To turn problems into opportunities we just need to change perspective. Saying it is easy, putting it into practice is a little more difficult. Often we are so emotionally involved in the situation that it is difficult for us to take the necessary psychological distance to realize the opportunities that lurk behind any alleged obstacle. Individual trees prevent us from seeing the forest, so we get involved in the situation.
What does history teach us in relation to dealing with problems
It all began in 1869 when Henry John Heinz, an American businessman from Bavaria, founded a packaged food company at the age of 25 that would spread to over 200 countries. But his path to success wasn't always easy or straightforward.
In 1898, when things were going very well, a rival company, the Campbell Preserve Company, launched its first brand of canned soup. Campbell's product was delicious and three times cheaper than Heinz's, gaining a huge market share. While Campbell's sales soared, Heinz's dropped.
Heinz soon discovered his rival's secret soup recipe, but even by imitating it he failed to be successful. Sales were not what he expected. So, with their son, they decided to change their perspective and tackle the problem differently. If they couldn't improve the soup, they would have made a better pot.
At that time the cans were still sealed with lead solder, a highly toxic material that caused poisoning over time. In addition, the production process was slow and the sterilization left something to be desired. Then they introduced one of the most radical changes in the canning industry: the pressure-sealed container, which not only offered greater food safety, but also allowed for increased production.
The rest is history. In the following years, Heinz expanded his business around the world, far surpassing Campbell.
How to turn problems into opportunities?
• Identify the problem
It may seem like a self-evident truth, but many times when we are faced with a problem, we are not very clear what it is. Problems can be confusing and complex, especially life problems. Defense mechanisms work against us and can hide the true source of the conflict from us, especially when we are emotionally involved.
In fact, Albert Einstein used to tell his students that if he only had an hour to solve the biggest problem in the world, it would take 55 minutes to define it because when he knew the causes, it would only take 5 minutes to find a solution. . So the first step in turning problems into opportunities is to determine exactly what we need to solve. And for this we must precisely identify what the problem consists of.
• Develop a curious attitude
Curiosity has no prejudices. It does not judge or pigeonhole. It remains open. And this is essential for solving problems or detecting opportunities. The story of Georges de Mestral proves this. In 1941 the Swiss engineer took a hike with his dog to the Alps but when they got home they were covered in smudges.
At first, de Mestral was bothered by the work involved in removing burrs from clothes, but then he was curious to know how these things stuck so much to fabrics. He examined them under a microscope and discovered small hooks that sunk into the fabric. Thus was born the idea of the velcro!
How many people before de Mestral cursed the smudges that stubbornly stuck to their clothes? How many people scornfully eliminated them? When we curse, fear or avoid problems and treat them as enemies, we become blind and miss opportunities for growth. Instead, when we look at them with curiosity, a completely new perspective can open up before us that leads us to the solution.
• Change the perspective
To turn problems into opportunities, we need to change the perspective. This means that we stop seeing problems as mere obstacles and start seeing them as opportunities for change. It's tough, but it's worth a try.
Changing the perspective does not mean that we are happy with what has happened to us, because it usually bothers us that they take us out of our comfort zone, it is enough not to unleash a storm in a glass of water. It means being aware that every situation always has two sides, even if at first we may not be able to see the positive side.
It will help us to remember that we cannot choose our problems, but we do have the power to decide how to react to them. We must keep in mind that problems cease to be problems when we stop considering them as problems.
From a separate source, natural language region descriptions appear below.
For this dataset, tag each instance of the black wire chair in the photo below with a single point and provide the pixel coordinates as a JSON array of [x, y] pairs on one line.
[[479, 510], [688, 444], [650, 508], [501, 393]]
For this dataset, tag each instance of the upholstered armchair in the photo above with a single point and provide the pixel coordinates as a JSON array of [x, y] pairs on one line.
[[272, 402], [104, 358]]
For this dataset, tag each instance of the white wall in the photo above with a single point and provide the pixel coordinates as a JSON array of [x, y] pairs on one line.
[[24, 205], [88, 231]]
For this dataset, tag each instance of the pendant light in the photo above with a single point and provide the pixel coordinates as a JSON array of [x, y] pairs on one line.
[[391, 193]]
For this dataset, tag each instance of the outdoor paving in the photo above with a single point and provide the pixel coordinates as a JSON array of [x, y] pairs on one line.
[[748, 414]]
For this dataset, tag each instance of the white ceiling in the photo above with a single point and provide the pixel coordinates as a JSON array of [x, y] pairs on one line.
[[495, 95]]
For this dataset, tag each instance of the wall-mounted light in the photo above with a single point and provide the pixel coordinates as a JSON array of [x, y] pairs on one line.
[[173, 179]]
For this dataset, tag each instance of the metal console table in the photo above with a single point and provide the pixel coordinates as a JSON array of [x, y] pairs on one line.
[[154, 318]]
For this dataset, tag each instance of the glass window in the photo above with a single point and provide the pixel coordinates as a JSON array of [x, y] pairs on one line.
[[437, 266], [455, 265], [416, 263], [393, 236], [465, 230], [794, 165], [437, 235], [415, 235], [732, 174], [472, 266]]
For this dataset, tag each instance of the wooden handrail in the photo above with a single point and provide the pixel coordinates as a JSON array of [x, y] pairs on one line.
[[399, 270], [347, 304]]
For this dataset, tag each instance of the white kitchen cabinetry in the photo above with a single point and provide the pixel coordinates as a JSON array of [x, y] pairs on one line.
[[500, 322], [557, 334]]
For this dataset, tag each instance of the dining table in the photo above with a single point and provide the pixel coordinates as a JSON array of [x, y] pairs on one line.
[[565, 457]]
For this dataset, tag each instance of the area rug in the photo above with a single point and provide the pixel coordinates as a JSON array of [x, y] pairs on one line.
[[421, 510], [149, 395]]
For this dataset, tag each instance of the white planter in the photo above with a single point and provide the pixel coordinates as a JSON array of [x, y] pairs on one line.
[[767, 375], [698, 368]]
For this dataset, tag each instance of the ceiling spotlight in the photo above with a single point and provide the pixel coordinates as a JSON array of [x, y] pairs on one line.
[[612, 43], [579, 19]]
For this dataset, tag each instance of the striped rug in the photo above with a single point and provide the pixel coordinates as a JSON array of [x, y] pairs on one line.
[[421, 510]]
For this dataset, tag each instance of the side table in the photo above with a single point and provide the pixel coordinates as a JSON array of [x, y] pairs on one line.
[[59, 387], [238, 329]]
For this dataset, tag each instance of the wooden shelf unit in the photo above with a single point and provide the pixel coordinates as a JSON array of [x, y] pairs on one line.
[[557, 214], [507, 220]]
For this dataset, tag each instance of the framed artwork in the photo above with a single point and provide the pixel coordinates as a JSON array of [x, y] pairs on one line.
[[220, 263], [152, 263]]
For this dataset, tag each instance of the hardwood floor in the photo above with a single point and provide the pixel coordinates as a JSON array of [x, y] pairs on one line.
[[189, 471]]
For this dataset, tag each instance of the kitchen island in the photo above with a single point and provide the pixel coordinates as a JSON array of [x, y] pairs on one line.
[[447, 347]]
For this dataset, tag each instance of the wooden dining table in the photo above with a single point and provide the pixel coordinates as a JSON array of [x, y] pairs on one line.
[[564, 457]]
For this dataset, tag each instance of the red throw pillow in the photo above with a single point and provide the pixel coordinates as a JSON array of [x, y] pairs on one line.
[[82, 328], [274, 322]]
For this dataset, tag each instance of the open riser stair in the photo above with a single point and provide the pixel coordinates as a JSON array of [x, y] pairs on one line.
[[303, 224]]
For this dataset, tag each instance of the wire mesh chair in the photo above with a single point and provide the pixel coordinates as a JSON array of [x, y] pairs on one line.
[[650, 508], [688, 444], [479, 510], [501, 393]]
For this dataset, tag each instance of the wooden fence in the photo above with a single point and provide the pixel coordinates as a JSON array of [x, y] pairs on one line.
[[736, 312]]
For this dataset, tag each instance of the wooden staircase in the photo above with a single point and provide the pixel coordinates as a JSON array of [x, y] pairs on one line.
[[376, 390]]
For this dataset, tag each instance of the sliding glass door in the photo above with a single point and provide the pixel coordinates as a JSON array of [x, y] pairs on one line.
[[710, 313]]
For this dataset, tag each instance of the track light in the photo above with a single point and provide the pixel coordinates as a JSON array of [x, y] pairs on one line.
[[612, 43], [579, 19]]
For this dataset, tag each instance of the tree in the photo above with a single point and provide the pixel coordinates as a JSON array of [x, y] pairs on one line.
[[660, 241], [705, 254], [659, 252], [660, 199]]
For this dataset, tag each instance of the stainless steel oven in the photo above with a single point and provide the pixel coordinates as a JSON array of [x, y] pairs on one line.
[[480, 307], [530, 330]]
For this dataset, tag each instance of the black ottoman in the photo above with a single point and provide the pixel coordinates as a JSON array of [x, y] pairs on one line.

And this happens when we become aware of the opportunities or teachings they contain.
• Overcoming immobility by looking for solutions
Sometimes adversity takes us by surprise and stifles our ability to react. After the first impact, we must overcome the paralysis and get to work, because the positive attitude and curiosity are not enough to transform problems into viable opportunities.
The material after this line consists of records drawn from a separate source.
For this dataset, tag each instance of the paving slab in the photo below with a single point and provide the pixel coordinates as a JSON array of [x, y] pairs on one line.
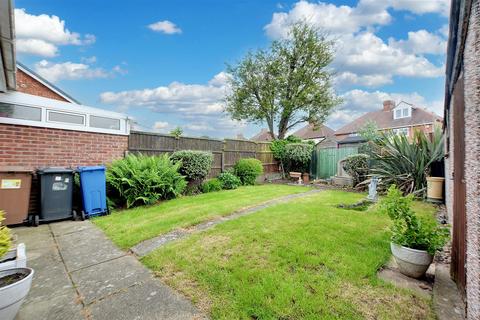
[[66, 227], [447, 302], [57, 307], [34, 237], [86, 248], [149, 301], [100, 281]]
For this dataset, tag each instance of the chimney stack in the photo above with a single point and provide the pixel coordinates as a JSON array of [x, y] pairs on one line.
[[388, 105]]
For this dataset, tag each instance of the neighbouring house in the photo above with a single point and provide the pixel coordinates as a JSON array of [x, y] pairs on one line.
[[316, 134], [462, 129], [263, 136], [401, 118]]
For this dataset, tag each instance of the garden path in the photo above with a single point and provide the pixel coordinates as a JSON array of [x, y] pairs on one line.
[[147, 246], [80, 274]]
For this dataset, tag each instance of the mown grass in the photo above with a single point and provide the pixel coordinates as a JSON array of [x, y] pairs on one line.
[[305, 259], [128, 227]]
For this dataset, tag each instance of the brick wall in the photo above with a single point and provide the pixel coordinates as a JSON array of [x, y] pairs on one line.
[[472, 160], [27, 84], [40, 147]]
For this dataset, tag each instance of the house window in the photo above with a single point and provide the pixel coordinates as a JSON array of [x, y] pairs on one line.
[[104, 123], [400, 131], [15, 111], [402, 113], [63, 117]]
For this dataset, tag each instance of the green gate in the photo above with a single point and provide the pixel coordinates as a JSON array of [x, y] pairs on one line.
[[325, 160]]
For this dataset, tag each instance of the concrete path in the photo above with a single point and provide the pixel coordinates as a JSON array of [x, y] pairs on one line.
[[80, 274], [147, 246]]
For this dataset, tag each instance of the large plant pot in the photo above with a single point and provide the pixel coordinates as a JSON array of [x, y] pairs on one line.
[[15, 258], [12, 296], [411, 262], [435, 188]]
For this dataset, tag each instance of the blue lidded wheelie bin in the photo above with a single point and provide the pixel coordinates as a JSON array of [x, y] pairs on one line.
[[93, 189]]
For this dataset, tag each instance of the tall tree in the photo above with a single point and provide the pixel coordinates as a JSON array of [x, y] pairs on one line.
[[286, 84]]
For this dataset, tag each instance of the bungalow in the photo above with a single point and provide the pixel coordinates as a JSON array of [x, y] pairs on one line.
[[316, 134], [401, 118], [462, 174], [41, 125]]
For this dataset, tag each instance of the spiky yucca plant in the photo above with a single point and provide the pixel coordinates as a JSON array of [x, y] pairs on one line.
[[406, 162], [138, 179]]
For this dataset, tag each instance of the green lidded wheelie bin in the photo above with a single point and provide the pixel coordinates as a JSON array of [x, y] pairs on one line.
[[56, 193]]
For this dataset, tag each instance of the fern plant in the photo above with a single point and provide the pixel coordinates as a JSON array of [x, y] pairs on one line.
[[138, 180]]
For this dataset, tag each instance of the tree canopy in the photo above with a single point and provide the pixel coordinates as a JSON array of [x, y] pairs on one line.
[[286, 84]]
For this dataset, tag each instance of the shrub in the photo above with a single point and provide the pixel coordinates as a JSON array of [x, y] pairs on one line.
[[137, 180], [248, 170], [407, 162], [212, 185], [357, 167], [408, 230], [229, 180], [278, 150], [299, 156], [5, 240], [194, 165]]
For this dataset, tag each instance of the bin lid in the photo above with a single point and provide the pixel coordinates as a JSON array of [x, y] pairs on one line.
[[14, 169], [91, 168], [54, 170]]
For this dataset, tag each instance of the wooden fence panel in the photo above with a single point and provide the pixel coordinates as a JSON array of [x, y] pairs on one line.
[[327, 160], [225, 152]]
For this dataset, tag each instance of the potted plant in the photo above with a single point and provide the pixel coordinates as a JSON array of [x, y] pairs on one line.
[[15, 283], [414, 241]]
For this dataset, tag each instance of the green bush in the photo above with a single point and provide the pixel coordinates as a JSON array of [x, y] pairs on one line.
[[406, 162], [5, 238], [357, 167], [195, 165], [298, 156], [408, 230], [137, 180], [248, 170], [212, 185], [229, 180]]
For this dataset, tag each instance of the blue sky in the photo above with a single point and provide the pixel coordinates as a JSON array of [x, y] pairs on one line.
[[162, 62]]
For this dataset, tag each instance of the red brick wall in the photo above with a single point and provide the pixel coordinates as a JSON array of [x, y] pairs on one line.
[[36, 147], [40, 147], [27, 84]]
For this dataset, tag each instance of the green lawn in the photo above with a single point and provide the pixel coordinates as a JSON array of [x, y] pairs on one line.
[[305, 259], [128, 227]]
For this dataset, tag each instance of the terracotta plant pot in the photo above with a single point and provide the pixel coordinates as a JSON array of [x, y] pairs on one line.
[[411, 262], [435, 188], [306, 177]]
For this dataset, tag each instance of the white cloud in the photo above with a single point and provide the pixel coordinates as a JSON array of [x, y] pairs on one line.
[[419, 42], [42, 34], [68, 71], [166, 27], [328, 17], [177, 97], [419, 6], [36, 47], [362, 58]]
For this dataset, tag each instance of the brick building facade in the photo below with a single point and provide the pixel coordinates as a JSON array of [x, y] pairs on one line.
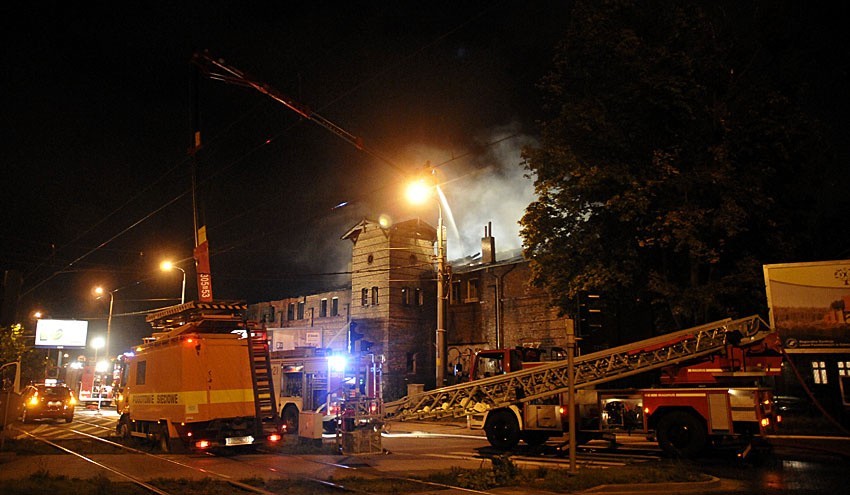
[[392, 302]]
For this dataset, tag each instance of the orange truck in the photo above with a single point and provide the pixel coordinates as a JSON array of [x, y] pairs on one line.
[[201, 382]]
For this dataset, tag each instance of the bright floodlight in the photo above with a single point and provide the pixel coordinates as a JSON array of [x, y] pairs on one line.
[[418, 191], [336, 363]]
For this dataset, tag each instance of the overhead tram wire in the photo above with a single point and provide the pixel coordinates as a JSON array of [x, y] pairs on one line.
[[180, 164], [310, 115]]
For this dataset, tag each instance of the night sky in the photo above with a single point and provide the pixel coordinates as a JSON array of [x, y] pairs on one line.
[[97, 112]]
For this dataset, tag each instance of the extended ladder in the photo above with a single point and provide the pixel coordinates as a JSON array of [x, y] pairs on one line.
[[261, 375], [550, 379]]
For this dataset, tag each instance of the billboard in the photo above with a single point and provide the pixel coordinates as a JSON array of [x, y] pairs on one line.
[[57, 334], [810, 304]]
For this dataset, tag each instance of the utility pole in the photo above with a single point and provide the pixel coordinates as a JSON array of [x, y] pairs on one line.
[[571, 387]]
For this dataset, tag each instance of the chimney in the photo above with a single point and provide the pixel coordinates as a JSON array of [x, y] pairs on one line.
[[488, 245]]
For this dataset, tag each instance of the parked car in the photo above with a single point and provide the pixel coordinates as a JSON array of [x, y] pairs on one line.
[[53, 401], [786, 404]]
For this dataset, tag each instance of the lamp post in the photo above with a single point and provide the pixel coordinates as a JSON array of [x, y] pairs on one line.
[[418, 192], [100, 291], [96, 343], [168, 266]]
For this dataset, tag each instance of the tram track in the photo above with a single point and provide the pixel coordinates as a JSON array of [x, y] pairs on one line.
[[364, 472], [273, 465]]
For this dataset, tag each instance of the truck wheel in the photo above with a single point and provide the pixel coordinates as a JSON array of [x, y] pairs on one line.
[[290, 419], [502, 430], [123, 429], [163, 441], [680, 434]]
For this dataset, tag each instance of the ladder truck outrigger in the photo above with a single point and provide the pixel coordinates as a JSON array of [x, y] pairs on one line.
[[201, 381], [709, 392]]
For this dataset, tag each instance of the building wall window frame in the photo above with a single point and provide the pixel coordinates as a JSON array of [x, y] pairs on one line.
[[455, 294], [472, 290], [819, 372]]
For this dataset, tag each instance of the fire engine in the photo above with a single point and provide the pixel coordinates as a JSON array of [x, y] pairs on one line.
[[201, 381], [318, 379], [95, 387], [709, 391]]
At this stage it is important to try to open our minds and take an emotional distance from the problem. We can ask ourselves, for example: how would a friend solve it? Or we can brainstorm to find original and innovative solutions. We just have to take note of everything that comes to our mind, no matter how crazy it is.
Therefore, we must make sure that we apply the solution that seems most appropriate to us, always bearing in mind that there are no good or bad solutions. The right thing is what works for us and makes us feel better, helps us resolve the problem or conflict. There are many ways to get from point A to point B. It doesn't have to be a straight line. We just have to get to where we want to go.
It is important not to get stuck searching for the perfect solution because it is likely that we will never find it. We simply have to put it into practice and adapt it along the way. We need to think more in terms of progress, not perfection.